UnScientific AntiAmerican Magazine
Posted by aogSunday, 19 January 2003 at 08:49 TrackBack Ping URL
We accidentally ended up with a subscription to Scientific American. I used to be a genuine subscriber until the growing political bias became too much for me. I glanced through it this month and immediately found an article that exemplified the political bias and sloppy writing that turned me off in the first place.

The article, Greenhouse Suits, comes with a subtitle that sets the tone: "Litigation becomes a tool against global warming". This presumes the reality of global warming and that the people litigating understand the problem well enough to successfully work against it and that those efforts are the correct response. The lead paragraph ends with a stronger restatement of this

Rather than treaties and regulations, litigation may soon be the weapon of choice for those concerned about human-induced global warming.
For those concerned, the assumption being that anyone who is concerned will of course agree on the appropriate response, which is litigation and restriction of human activity. No one concerned about that would ever favor a technological solution such as orbiting sun shades / power stations. This idea is undermined by the point that resorting to litigation as a "tool" is an indication of failure to achieve one's political goals by politics.

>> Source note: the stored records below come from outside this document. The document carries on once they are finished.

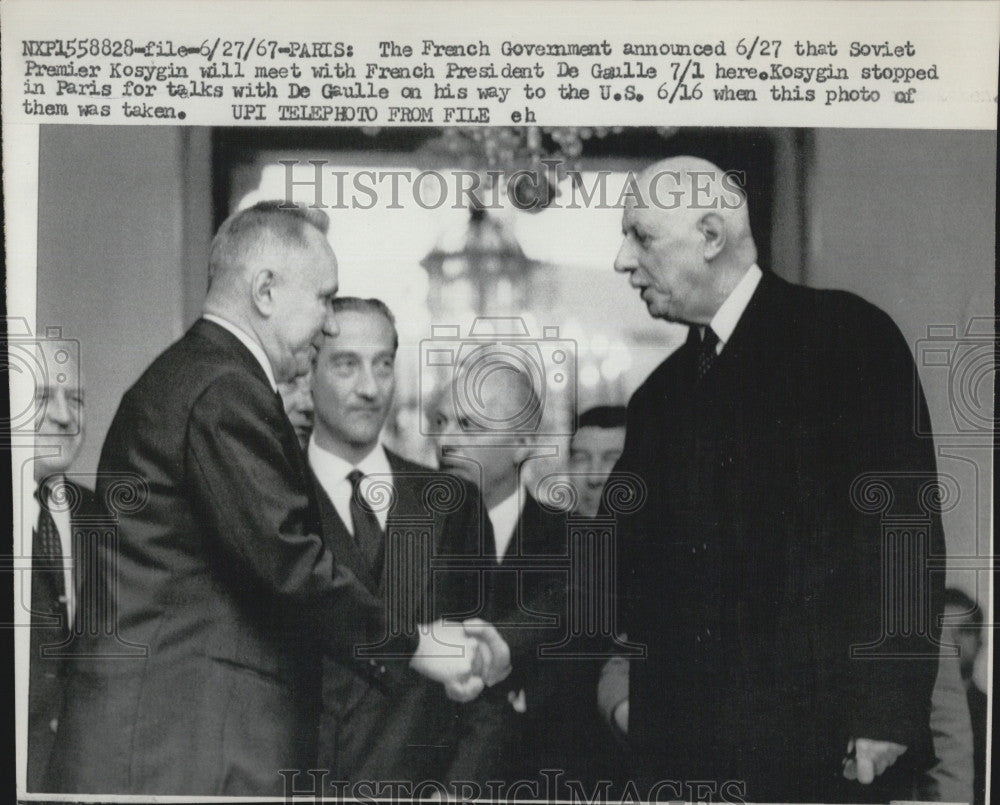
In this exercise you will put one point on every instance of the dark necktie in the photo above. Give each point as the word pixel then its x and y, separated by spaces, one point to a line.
pixel 706 353
pixel 47 581
pixel 367 531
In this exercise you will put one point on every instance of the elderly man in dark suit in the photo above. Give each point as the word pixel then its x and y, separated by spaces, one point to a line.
pixel 57 508
pixel 370 501
pixel 513 737
pixel 221 573
pixel 753 573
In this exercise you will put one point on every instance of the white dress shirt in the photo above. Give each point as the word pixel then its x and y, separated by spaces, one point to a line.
pixel 60 516
pixel 249 342
pixel 332 472
pixel 504 518
pixel 729 314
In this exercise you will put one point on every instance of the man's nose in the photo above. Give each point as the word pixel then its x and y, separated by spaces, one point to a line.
pixel 366 386
pixel 625 259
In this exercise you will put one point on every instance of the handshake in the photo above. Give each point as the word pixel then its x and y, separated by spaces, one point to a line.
pixel 465 657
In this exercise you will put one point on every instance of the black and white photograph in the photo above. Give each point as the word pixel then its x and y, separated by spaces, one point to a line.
pixel 355 459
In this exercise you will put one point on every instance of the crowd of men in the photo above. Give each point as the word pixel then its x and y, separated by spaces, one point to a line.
pixel 301 597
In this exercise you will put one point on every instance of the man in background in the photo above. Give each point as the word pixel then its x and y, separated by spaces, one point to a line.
pixel 221 572
pixel 369 498
pixel 963 627
pixel 297 397
pixel 532 727
pixel 593 451
pixel 752 573
pixel 54 510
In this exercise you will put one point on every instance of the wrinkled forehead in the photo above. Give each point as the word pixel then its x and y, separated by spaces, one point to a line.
pixel 362 330
pixel 598 439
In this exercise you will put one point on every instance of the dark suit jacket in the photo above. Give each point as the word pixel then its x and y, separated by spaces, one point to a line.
pixel 221 574
pixel 560 728
pixel 50 629
pixel 411 732
pixel 752 568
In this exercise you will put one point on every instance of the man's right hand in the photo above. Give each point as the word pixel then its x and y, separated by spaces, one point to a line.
pixel 446 654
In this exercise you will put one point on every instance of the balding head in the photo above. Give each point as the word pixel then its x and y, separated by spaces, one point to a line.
pixel 687 239
pixel 273 274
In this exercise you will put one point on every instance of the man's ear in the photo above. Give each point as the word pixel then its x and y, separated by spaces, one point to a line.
pixel 713 229
pixel 262 289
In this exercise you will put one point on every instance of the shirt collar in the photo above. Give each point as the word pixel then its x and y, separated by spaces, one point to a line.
pixel 329 467
pixel 728 315
pixel 503 518
pixel 249 342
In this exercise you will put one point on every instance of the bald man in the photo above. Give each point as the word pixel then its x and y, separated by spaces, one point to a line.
pixel 751 572
pixel 221 573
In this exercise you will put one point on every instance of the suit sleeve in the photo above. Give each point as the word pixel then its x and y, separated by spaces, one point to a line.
pixel 252 500
pixel 888 695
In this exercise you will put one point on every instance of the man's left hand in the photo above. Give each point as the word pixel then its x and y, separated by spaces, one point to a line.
pixel 870 758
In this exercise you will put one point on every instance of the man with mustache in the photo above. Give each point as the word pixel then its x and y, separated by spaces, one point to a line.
pixel 370 498
pixel 221 577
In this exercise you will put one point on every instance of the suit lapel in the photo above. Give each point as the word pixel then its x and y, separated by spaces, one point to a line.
pixel 336 535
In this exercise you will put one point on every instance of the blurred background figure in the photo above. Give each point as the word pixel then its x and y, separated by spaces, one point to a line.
pixel 297 397
pixel 52 510
pixel 593 451
pixel 963 626
pixel 366 493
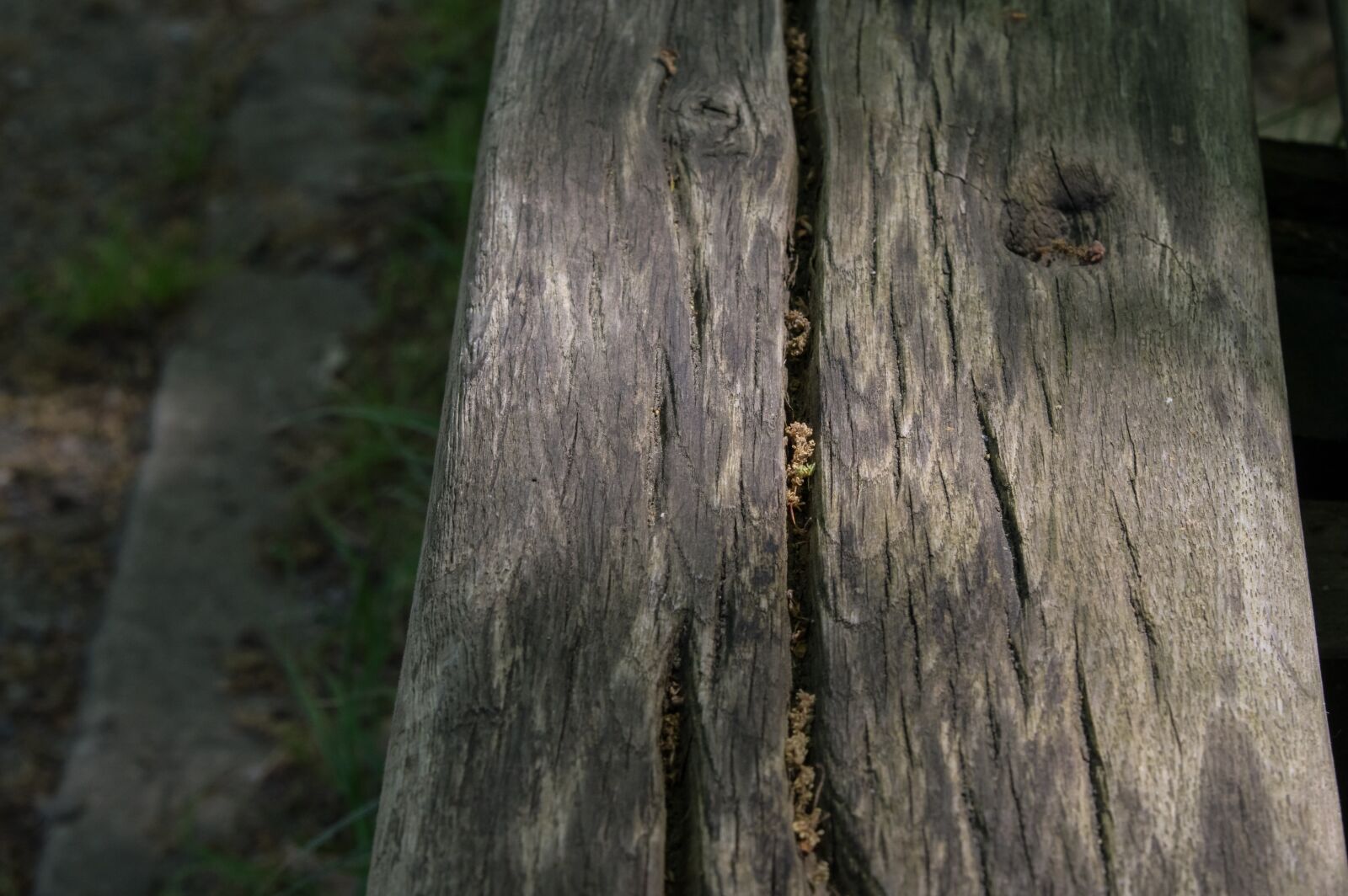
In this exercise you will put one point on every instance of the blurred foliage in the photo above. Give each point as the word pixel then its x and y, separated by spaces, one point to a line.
pixel 361 472
pixel 120 278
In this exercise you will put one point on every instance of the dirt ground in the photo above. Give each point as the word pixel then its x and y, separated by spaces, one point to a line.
pixel 118 128
pixel 111 120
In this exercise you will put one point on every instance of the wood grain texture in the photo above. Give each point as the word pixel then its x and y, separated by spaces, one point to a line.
pixel 610 476
pixel 1062 633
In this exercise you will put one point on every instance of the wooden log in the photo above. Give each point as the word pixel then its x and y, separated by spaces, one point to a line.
pixel 1062 637
pixel 1058 627
pixel 607 518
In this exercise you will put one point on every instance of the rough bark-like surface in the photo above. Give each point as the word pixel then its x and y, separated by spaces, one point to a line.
pixel 610 484
pixel 1062 630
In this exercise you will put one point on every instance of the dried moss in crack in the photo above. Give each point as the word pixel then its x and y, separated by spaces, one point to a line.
pixel 797 333
pixel 808 821
pixel 801 467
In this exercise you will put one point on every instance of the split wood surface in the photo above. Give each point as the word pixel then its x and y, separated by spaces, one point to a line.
pixel 1058 626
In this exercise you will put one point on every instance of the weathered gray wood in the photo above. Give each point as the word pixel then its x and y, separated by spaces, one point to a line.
pixel 610 473
pixel 1062 635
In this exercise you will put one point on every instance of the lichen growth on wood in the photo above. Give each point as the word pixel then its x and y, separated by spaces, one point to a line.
pixel 800 468
pixel 797 333
pixel 808 817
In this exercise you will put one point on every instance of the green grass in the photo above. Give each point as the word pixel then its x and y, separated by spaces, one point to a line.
pixel 120 278
pixel 359 503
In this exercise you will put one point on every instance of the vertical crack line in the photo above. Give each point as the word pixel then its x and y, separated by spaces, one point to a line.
pixel 1095 763
pixel 674 738
pixel 805 778
pixel 1013 534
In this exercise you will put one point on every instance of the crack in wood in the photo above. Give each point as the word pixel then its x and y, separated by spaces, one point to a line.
pixel 1095 765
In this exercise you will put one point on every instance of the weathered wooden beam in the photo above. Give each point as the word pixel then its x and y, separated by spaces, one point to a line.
pixel 1051 572
pixel 607 518
pixel 1062 637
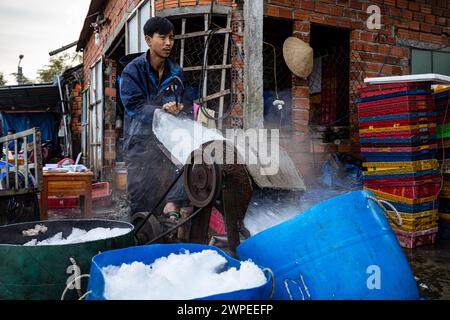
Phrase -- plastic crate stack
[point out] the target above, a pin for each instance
(397, 125)
(442, 101)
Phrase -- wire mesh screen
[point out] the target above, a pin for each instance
(214, 75)
(334, 85)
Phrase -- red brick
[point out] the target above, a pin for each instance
(300, 104)
(414, 25)
(414, 6)
(307, 5)
(322, 8)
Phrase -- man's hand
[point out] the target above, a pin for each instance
(171, 107)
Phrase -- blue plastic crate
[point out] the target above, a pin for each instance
(444, 231)
(415, 208)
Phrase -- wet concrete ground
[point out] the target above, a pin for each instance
(430, 264)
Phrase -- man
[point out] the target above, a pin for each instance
(149, 82)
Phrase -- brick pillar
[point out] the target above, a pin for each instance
(109, 135)
(75, 122)
(299, 143)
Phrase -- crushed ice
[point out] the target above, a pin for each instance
(180, 277)
(80, 236)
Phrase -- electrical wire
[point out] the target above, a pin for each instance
(443, 147)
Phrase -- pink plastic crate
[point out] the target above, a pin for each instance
(101, 194)
(413, 240)
(63, 202)
(216, 222)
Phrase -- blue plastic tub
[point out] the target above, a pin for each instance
(415, 208)
(148, 254)
(343, 248)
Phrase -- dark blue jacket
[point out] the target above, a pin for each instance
(141, 94)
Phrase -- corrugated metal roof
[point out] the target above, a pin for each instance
(30, 97)
(94, 7)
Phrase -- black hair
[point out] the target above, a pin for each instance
(160, 25)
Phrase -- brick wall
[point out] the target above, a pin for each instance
(423, 23)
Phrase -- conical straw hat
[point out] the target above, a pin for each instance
(299, 57)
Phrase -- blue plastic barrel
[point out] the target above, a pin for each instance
(343, 248)
(148, 254)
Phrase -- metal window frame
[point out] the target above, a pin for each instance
(136, 12)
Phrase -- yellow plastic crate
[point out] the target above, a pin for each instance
(444, 216)
(400, 167)
(416, 222)
(398, 128)
(390, 197)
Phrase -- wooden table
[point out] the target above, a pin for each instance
(67, 184)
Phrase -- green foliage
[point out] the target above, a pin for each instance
(24, 79)
(2, 80)
(57, 65)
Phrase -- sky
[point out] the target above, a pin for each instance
(34, 28)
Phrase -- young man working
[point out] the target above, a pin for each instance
(149, 82)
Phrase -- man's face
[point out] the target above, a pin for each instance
(161, 45)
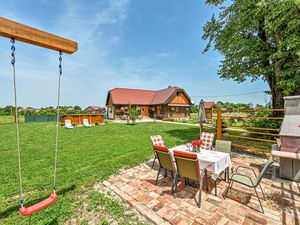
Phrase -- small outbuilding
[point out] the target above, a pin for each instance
(93, 109)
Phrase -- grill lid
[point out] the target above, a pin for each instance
(291, 122)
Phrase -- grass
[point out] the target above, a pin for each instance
(86, 156)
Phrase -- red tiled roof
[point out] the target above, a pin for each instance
(209, 105)
(124, 96)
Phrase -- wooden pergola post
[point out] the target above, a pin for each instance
(219, 124)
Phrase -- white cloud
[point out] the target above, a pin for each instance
(167, 54)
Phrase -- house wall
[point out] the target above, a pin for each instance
(178, 112)
(180, 98)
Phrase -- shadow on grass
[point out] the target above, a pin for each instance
(185, 135)
(8, 211)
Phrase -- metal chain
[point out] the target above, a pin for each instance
(57, 117)
(13, 62)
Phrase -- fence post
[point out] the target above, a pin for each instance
(219, 124)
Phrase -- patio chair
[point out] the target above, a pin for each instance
(250, 181)
(156, 140)
(68, 124)
(86, 123)
(188, 167)
(207, 140)
(224, 146)
(164, 159)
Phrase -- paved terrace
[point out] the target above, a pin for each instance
(136, 187)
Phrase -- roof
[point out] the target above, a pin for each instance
(290, 126)
(124, 96)
(95, 107)
(209, 105)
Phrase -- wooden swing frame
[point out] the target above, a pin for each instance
(30, 35)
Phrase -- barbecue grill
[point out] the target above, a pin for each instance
(288, 147)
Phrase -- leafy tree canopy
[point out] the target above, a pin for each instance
(258, 39)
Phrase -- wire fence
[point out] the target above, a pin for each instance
(251, 130)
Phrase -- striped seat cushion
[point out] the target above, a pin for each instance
(157, 140)
(207, 140)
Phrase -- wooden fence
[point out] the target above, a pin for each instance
(240, 127)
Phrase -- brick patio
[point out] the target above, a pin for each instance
(136, 187)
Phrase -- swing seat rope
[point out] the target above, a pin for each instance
(38, 206)
(53, 196)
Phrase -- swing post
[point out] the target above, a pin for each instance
(30, 35)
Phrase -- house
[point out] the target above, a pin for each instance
(172, 102)
(93, 109)
(209, 108)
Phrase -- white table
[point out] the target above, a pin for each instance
(214, 161)
(210, 160)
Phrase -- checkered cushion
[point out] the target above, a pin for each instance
(207, 140)
(157, 140)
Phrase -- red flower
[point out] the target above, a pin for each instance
(196, 143)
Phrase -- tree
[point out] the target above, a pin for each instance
(258, 39)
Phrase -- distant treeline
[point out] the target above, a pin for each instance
(10, 110)
(232, 106)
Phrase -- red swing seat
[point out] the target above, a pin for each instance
(38, 206)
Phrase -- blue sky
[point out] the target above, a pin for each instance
(122, 43)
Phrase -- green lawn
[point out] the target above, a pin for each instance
(86, 156)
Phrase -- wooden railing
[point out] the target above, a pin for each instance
(257, 138)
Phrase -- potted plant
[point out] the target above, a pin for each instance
(196, 145)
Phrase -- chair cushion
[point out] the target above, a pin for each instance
(244, 180)
(207, 140)
(157, 140)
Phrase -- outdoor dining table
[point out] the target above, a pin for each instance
(209, 160)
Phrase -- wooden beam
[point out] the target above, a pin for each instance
(20, 32)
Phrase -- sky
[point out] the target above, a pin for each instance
(122, 43)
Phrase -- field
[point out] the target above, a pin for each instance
(86, 156)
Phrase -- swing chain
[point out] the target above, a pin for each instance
(60, 60)
(13, 49)
(57, 118)
(13, 61)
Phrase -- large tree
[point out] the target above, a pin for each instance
(258, 39)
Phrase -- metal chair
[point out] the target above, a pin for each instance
(164, 159)
(156, 140)
(187, 167)
(207, 140)
(224, 146)
(249, 181)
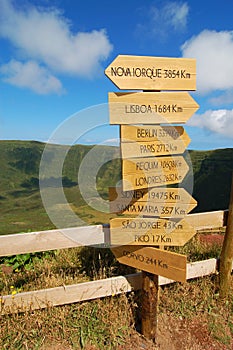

The suit highlighted by the article, where the plaintiffs

charge that the Overseas Private Investment Corporation (OPIC) and the Export-Import Bank (ExIm) have provided $32 billion for [...] fossil fuel endeavors. In contrast the agencies provided only $1.3 billion for renewable-energy projects [...]
Ignoring that my first response to any mention of problems with the OPIC or ExIm is to say "fine, let's abolish them", it's not clear why this would be a basis for a lawsuit. Despite this lead up, what the lawsuit is actually about is getting OPIC and ExIm to produce "cumulative impact on the climate" statements for all funded projects. The claim is that this is required by the terms of the National Environmental Policy Act. The article then goes on to state some of the hurdles faced by the plaintiffs, the primary one being able to show harm to the plaintiffs from the agencies actions. Why would that be? If the actions of the agencies are really illegal, why would it be necessary to show harm? Are government agencies free to behave illegally as long as no citizen can show harm? There's clearly something left unsaid here.

But we get to the meat of the issue in the penultimate paragraph with a claim from Donald Goldberg of the Center for International Environmental Law: "Goldberg holds that U.S. courts can solve the problem of apportioning blame". Ah, the U.S. courts. Is this because only U.S. companies are evil entities bent on warming the globe? Or because only U.S. companies should bear the burden? Why is someone from an organization for "International Law" claiming that the solution to a global problem is using U.S. courts to rule on U.S. law against U.S. companies? A cynical person might view this as more motivated by punishing the U.S. than solving the problem.